I generally think about AI and ML in terms of three high-level results they can produce, rather than classifying them in terms of how they achieve those results.

1. Predictive Machine Learning

Predictive machine learning is the most familiar use case in monitoring and performance management today. When used in this fashion, a data scientist creates algorithms that can learn how systems normally behave. The result is a model of normal behavior that can predict a range of outcomes for the next data point to be observed. If the next observation falls outside the bounds, it’s typically considered an anomaly. This is the basis of many types of anomaly detection.

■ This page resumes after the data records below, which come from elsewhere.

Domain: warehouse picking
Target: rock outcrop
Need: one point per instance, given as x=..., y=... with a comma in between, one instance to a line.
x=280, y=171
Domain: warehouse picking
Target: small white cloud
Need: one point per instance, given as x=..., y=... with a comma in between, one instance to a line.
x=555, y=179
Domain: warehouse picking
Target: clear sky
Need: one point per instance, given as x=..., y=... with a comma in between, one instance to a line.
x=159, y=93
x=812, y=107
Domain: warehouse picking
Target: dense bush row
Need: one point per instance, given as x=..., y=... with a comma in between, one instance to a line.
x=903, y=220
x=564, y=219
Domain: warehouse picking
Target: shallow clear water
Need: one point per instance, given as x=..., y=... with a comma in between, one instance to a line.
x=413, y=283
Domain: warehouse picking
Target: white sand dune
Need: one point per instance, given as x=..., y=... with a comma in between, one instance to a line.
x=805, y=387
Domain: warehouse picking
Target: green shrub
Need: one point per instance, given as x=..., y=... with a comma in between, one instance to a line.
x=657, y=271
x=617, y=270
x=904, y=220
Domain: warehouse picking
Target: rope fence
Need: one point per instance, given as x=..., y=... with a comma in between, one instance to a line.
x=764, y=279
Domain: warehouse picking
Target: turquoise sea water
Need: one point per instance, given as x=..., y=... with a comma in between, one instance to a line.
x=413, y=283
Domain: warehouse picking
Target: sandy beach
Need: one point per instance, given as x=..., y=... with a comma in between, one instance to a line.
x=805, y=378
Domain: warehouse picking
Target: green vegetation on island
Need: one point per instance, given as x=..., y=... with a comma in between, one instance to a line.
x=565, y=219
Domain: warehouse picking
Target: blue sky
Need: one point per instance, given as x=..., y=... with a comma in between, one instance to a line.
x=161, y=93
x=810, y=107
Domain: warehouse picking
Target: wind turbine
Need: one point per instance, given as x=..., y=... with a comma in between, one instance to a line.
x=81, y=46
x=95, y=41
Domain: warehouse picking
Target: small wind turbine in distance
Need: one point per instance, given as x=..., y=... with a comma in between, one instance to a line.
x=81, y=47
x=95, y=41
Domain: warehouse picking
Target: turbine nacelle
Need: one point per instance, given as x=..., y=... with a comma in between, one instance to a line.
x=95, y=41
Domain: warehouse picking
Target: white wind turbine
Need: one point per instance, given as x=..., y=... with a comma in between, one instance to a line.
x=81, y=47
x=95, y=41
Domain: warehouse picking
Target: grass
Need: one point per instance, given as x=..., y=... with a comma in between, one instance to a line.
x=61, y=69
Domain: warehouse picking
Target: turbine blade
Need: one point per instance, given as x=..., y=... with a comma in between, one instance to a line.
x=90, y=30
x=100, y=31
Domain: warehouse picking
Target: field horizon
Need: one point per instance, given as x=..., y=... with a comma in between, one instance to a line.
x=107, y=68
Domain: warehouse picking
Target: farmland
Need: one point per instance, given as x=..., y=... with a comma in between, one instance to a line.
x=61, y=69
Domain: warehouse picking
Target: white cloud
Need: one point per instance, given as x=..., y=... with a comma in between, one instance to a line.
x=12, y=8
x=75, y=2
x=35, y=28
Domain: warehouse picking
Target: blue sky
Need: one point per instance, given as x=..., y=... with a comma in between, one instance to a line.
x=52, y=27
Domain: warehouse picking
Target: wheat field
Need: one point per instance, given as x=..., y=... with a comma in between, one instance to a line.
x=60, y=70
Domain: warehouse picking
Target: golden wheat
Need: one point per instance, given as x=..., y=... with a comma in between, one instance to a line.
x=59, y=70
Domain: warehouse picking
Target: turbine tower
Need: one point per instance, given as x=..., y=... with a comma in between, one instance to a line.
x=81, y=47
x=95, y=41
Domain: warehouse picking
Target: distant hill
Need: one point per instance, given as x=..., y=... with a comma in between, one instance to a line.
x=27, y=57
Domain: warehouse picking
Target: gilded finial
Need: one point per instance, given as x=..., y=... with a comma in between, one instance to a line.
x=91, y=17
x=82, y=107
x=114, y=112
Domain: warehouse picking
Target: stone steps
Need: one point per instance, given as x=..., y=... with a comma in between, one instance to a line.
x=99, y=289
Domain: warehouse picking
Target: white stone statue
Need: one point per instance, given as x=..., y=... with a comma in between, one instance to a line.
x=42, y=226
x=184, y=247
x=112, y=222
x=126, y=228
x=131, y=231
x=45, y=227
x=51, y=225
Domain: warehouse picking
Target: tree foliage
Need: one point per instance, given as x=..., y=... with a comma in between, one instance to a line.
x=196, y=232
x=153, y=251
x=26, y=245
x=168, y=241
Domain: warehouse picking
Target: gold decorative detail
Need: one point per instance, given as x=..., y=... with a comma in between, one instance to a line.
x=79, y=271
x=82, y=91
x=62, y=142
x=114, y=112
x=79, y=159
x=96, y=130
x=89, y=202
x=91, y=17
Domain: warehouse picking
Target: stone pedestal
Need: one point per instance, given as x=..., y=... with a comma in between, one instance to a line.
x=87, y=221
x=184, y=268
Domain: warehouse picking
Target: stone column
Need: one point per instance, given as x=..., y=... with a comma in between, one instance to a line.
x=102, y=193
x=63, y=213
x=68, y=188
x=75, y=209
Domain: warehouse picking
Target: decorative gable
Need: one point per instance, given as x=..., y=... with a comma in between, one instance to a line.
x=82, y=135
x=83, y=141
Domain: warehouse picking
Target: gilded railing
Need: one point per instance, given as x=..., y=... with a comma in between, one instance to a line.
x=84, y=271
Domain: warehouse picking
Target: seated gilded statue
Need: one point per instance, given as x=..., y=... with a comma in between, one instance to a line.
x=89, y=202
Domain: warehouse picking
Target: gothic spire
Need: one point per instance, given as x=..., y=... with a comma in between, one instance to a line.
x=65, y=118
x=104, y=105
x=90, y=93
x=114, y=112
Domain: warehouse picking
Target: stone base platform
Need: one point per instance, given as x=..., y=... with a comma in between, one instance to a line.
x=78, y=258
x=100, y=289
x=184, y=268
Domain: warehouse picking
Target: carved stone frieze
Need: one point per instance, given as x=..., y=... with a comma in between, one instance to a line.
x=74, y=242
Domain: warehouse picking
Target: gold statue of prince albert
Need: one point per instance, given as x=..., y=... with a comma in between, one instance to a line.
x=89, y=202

Preetam Jinka and I wrote the book on using anomaly detection for monitoring. Although we didn’t write extensively about machine learning, machine learning is just a better way (in some cases) to do the same techniques. It isn’t a fundamentally different activity.

Who’s using machine learning to predict how our systems should behave? There’s a long list of vendors and monitoring projects. Netuitive, DataDog, Netflix, Facebook, Twitter, and many more. Anomaly detection through machine learning is par for the course these days.

2. Descriptive Machine Learning

Descriptive machine learning examines data and determines what it means, then describes that in ways that humans or other machines can use. Good examples of this are fairly widespread. Image recognition, for example, uses descriptive machine learning and AI to decide what’s in a picture and then express it in a sentence. You can look at to see this in action.

What would descriptive ML and AI look like in monitoring? Imagine diagnosing a crash: “I think MySQL got OOM-killed because the InnoDB buffer pool grew larger than memory.” Are any vendors doing this today? I’m not aware of any. I think it’s a hard problem, perhaps not easier than captioning images.

3. Generative Machine Learning

Generative machine learning is descriptive in reverse. Google’s software famously performs this technique, the results of which you can see on their inceptionism gallery.

I can think of a very good use for generative machine learning: creating realistic load tests. Current best practices for evaluating system performance when we can’t observe the systems in production are to run artificial benchmarks and load tests. These clean-room, sterile tests leave a lot to be desired. Generating realistic load to test applications might be commercially useful. Even generating realistic performance data is hard and might be useful.

4. Prescriptive

Bonus: prescriptive. (I added this later, after a discussion with someone.) Prescriptive machine learning would produce instructions: what to do to a system.